A stock trader needs to understand where the economy is in the business trade cycle and there are a number of key economic indicators to help you decide this.
We’ll look at the main ones that will help you with your online stock trading.
As set by Central Banks such as the FED in the US and the Bank of England in the UK. Interest rates and their setting is the key weapon for central influence on the economy. Raising rates is likes to slow down spending and take the heat out of a rising economy to stave off the threat of inflation. Conversely lowering interest rates is a spur to increase growth and spending in a downturn.
Whilst there are many definitions of the money supply the main thing to remember that an increase in the money supply over and above demand will likely fuel inflationary pressures. Interest rates have largely overtaken money supply management as the primary tool of central fiscal policy on both sides of the Atlantic with the glaring exception, post the 2007 crash, of the $trillion quantitative easing programs adopted globally. It is too early to fully assess the impact of these measure but we can not help but feel that inflation will follow as surely as night follows day.
There are a number of ‘official’ inflation rates but perhaps it is more important to look at a number of key indicators to assess the risks of inflation.
- GDP – (Gross Domestic Product) is the monetary value of goods produced in a given period.

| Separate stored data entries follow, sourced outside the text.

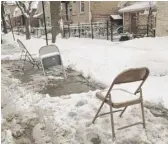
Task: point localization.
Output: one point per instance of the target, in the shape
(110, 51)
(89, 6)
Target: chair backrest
(131, 75)
(21, 45)
(48, 49)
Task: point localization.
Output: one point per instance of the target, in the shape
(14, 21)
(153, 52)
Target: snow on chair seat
(50, 56)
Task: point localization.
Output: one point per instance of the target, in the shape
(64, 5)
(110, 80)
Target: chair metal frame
(26, 56)
(42, 51)
(127, 76)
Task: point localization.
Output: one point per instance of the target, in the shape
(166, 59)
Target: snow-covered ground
(69, 117)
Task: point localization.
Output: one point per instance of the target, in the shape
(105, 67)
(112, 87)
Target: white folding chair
(50, 56)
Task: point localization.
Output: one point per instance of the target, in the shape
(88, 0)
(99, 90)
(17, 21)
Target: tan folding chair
(118, 98)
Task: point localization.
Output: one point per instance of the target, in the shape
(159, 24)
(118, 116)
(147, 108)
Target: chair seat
(120, 98)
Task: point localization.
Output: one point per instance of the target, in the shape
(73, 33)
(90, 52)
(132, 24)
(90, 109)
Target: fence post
(69, 30)
(107, 29)
(79, 29)
(92, 29)
(147, 30)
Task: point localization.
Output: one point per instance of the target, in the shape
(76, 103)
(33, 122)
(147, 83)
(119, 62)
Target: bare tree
(28, 12)
(55, 17)
(3, 17)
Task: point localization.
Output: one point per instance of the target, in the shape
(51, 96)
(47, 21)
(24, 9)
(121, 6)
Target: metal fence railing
(96, 30)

It includes consumer and government spending and is important to stock market traders as it indicates how fast the economy is growing (or not.)
- CPI – (Consumer Price Index) Measures the cost of a representative basket of goods and services and is perhaps the best known inflation measure among the general population.
- PPI – (Producer Price Index) Measures a basket of other indexes which impact producers, such as goods manufacturing and finishing.
- Retail Sales Data – tracks information about retail sales.
The number of unemployed and in work is a crucial indicator for traders on where the economy is heading. Rising unemployment can be an early sign of recession whilst rising wages indicate inflationary pressures on the way.
Consumer confidence is a good indicator of future market performance. High confidence leads to increased spending and when confidence is low pressure on interest rates will be downwards.
Again a number of indicators are used to assess business activity including, Orders, Housing Starts and various business surveys.
All in all there are large range of indicators that the stock trader must keep an eye on to help assess the current state of the economy and in which direction the next broad market move is likely to be. Your online stock broker will also advise you on their opinion of where the market is headed.